Calamari, $10, took on a whole new flavor and look, toasted with a sesame glaze and paired with crisp, batter-dipped oysters. It came poised on a butternut squash and applewood bacon hash and drizzled with Gold's maple-bourbon aioli. While the calamari was outstanding, the oysters paled in comparison, losing much of their delicate flavor in the cooking process. But the inventive preparation of the tender, flavorful calamari makes it worth trying the dish.

Warm goat cheese, $9, came with a crunchy coating, paired with tiny cubes of red and golden beets. The cheese was exquisite, softly warm inside and an antidote to a chilly night.

A tilapia filet, $20, an entree special, was lightly crunchy on the outside and perfectly warmed and flaky inside, while herb-crusted rack of lamb, $27, was cooked to a perfect shade of pink. A black Angus strip steak, $27, also was grilled to a perfect medium. Its surprising companions, two blue cheese potato fritters, were designed for the true fan of pungent blue cheese. Eaten in the same bite with the steak and the lovely red wine demi-glace, they were perfect, but a bite of the fritter alone was not for the faint of heart.

Gold served his skillet-roasted half-chicken, $17, Southern style, with a heaping mound of homemade macaroni and cheese and a drizzle of pan juices over the poultry and macaroni. The chicken was crisp on the outside and moist and tender on the inside, and with the macaroni, a filling meal for any night.

Accompanying vegetables vary according to the dish. Broccoli, asparagus and glazed carrots were fresh, "light and healthy," just as the chef promised.

The list of desserts, $8 each, is short at 55 Main, and all are made in-house. Pumpkin cheesecake was rich and autumnal, while a slice of pecan pie, with its flaky crust, hit a bulls-eye.

Gold said he has received a tremendous early show of support from local residents. More recently, as word has spread, they are coming from farther away to try his one-of-a-kind cuisine.

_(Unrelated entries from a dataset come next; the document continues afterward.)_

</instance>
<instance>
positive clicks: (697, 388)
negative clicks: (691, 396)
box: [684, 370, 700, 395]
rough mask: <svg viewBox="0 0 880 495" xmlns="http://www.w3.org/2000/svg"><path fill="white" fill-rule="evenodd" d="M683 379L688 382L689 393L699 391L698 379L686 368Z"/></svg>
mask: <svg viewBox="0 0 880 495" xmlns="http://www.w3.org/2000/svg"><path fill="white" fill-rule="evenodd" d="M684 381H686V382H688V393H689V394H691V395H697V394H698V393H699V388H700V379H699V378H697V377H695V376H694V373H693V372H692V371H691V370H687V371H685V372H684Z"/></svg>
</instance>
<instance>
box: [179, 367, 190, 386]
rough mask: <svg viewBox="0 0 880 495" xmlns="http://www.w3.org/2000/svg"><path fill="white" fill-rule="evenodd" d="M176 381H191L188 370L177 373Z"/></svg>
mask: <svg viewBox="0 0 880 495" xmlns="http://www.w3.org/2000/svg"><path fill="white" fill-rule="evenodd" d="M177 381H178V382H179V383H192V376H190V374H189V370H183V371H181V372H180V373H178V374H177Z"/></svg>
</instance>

"They say they come to see 'what Jonas has come up with tonight,' " he says. Chances are that with his varied and personalized menu, winning touch and knowledge of food, they do not leave disappointed.

The Star Ledger
Friday, December 15, 2007

3 ½ Stars

Whether it's grilled Thai sweet chili shrimp ($10) or beautifully interpreted beef short rib ravioli (8.75), food inspired by a number of cuisines is artfully prepared and presented at this well-run 55 seat stroefront restaurant. Every dish, it seems, has interesting touches, such as the crispy bacon and blue cheese potato fritters with the grilled black Angus strip steak ($25). Desserts ($8) are lovely too; try the lemon tart with a pillow of fresh whipped cream. — C.K.